Sizing CoolThreads Servers
By allanp on Dec 06, 2005
The Sun Fire T1000/T2000 (aka "CoolThreads") server offers a lot of horsepower in a single chip: up to eight cores running at either 1000MHz or 1200MHz, each core with four hardware threads. But how should this SMP-in-a-chip be sized appropriately for real-world applications?
The published benchmarks show that the application throughput delivered by a single T2000 server is equivalent to the throughput delivered by multiple Xeon systems. And this isn't just marketing hype, either; the UltraSPARC T1 processor is a genuine breakthrough technology. But what are the practical considerations involved in replacing several Xeon servers with a single T1000 or T2000?
Preparing for CoolThreads
For starters, it's important to understand the design point of the UltraSPARC T1. If you need blazing single-thread performance, this isn't the system for you - the chip simply wasn't designed that way. And if you think that's bad, then I'm sorry to say your future is looking a little bleak. Every processor designer in the industry is moving to multiple cores, and one implication is that single thread performance will no longer be getting all the attention. Performance will be served up in smaller packages.

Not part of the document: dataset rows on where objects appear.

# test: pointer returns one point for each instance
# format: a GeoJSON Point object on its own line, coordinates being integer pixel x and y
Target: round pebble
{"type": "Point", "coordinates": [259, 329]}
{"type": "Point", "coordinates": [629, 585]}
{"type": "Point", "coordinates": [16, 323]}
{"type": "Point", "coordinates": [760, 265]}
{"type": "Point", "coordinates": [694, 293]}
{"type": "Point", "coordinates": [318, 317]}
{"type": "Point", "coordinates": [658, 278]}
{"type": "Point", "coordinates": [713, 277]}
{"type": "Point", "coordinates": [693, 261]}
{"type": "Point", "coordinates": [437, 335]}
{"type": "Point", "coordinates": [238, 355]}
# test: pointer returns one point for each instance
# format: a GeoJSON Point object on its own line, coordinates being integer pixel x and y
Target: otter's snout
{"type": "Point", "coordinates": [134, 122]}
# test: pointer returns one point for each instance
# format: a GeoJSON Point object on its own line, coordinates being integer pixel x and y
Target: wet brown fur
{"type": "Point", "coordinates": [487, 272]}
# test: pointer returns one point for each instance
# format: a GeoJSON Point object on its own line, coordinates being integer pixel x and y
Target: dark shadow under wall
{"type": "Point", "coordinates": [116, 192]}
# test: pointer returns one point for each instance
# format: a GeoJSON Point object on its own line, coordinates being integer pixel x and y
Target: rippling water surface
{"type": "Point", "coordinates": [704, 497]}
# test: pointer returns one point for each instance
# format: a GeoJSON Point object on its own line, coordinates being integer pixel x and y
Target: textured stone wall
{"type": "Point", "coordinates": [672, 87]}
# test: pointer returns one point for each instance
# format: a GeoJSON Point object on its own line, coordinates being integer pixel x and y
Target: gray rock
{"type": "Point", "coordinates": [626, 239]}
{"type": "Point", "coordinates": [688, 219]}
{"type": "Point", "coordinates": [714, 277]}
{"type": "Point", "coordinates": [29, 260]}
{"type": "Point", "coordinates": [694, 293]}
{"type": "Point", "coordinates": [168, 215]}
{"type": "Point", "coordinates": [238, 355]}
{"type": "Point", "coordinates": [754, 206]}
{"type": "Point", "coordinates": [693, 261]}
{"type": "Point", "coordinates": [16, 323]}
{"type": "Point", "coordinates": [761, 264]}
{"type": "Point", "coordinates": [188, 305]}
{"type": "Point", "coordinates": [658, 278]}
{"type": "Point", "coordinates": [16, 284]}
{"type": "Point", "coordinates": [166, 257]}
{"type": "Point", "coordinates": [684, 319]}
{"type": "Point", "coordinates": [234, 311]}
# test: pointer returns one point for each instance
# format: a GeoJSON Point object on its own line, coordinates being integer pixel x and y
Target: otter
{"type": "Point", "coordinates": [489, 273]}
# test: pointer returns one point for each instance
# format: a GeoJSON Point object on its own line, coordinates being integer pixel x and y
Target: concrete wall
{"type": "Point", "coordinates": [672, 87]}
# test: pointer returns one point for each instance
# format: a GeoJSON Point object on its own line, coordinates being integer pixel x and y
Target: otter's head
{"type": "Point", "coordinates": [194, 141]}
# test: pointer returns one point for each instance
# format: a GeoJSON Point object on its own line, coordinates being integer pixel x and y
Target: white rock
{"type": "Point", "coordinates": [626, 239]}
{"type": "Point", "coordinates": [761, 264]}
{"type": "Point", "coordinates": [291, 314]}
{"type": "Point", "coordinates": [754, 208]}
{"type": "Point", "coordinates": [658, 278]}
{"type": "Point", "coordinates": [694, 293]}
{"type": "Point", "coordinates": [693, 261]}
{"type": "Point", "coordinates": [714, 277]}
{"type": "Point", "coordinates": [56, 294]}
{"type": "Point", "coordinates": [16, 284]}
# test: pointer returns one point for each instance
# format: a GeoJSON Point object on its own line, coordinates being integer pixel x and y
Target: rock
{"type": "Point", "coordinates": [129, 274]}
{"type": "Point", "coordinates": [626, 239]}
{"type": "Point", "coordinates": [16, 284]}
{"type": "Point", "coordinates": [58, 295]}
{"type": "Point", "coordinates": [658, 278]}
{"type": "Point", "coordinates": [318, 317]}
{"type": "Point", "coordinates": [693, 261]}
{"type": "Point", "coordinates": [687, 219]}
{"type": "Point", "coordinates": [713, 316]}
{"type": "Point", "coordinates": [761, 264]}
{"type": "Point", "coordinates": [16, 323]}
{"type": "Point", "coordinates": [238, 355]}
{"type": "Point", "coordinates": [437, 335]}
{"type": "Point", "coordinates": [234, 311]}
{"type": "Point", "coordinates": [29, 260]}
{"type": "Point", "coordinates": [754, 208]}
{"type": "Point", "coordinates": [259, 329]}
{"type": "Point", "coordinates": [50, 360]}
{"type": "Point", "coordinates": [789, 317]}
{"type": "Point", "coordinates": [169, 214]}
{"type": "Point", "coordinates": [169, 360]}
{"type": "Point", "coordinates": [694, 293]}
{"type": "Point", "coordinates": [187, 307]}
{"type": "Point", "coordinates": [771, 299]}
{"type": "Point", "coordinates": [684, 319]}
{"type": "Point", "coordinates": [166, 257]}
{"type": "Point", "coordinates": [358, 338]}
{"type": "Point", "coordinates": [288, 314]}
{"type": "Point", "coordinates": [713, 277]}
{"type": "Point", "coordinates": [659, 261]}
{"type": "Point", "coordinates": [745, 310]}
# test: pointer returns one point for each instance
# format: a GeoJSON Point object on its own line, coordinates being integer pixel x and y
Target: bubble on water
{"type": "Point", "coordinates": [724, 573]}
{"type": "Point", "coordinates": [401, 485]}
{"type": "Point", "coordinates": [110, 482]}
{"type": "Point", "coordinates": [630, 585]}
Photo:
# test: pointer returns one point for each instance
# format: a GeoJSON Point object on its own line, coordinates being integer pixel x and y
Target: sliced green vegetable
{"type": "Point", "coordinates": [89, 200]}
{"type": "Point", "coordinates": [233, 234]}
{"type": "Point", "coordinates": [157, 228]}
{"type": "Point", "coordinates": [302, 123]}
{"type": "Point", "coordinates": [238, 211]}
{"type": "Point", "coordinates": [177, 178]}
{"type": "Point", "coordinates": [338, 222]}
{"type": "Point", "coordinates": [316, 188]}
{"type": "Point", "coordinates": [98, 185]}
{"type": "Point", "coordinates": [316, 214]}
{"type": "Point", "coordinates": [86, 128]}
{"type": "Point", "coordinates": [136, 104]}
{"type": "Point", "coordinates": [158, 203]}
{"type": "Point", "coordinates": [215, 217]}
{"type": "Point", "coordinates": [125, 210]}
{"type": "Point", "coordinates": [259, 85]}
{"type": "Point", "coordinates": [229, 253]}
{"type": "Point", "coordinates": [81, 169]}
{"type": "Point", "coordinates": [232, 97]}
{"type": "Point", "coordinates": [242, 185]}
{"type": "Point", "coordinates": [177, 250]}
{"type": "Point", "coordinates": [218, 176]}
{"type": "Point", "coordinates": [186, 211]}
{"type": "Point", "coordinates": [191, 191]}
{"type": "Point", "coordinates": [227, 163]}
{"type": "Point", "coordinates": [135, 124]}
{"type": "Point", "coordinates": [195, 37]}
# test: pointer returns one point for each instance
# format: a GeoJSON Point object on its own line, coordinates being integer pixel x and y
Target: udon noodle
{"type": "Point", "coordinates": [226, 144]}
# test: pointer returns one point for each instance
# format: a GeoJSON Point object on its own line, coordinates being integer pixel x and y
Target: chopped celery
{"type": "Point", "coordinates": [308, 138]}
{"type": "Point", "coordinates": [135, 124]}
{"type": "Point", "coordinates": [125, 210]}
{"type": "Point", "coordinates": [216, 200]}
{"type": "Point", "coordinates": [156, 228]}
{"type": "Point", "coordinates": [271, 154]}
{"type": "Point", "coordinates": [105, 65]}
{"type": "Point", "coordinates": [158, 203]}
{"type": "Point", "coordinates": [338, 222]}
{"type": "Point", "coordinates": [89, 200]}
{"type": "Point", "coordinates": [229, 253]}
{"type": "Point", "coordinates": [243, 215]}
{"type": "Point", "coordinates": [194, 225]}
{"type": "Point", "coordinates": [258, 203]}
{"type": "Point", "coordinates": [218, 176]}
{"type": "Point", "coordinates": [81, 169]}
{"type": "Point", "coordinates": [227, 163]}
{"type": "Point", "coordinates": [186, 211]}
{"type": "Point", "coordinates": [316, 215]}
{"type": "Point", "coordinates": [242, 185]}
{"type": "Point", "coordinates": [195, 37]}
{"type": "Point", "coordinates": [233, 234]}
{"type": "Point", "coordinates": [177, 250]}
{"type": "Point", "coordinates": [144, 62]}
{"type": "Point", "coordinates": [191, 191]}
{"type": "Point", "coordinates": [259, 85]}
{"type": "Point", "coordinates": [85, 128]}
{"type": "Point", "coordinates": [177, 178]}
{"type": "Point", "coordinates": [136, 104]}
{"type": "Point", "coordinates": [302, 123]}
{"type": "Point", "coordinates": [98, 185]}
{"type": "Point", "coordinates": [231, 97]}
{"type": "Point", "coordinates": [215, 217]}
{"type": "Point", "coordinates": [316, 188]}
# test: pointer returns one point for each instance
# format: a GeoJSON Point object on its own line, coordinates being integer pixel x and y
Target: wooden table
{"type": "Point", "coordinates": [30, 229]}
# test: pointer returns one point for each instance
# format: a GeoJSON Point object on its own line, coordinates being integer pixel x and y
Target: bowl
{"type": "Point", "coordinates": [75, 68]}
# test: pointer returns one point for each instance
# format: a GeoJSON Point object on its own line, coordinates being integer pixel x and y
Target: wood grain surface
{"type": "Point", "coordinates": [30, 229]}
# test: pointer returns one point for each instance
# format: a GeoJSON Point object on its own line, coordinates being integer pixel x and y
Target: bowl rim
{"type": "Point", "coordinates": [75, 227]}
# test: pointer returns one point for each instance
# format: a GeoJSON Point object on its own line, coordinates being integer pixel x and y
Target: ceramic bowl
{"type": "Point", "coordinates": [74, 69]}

The UltraSPARC T1 is a chip oriented for throughput computing. With the multi-threading capablities of this chip Sun has done two things. The first is to push the envelope much further than anyone else anticipated. Not everyone will applaud this strategy, of course. (And just for fun, note the reactions carefully, and deduct points from competitors who bad-mouth Sun's strategy now, and later end up copying it!) More importantly, though, Sun has issued notice about the way applications need to be designed. In a world that increasingly delivers CPU power through multiple cores and threads, single-threaded applications don't make a whole lot of sense any more. The sooner you multi-thread your applications, the better off you'll be, regardless of your hardware vendor of choice.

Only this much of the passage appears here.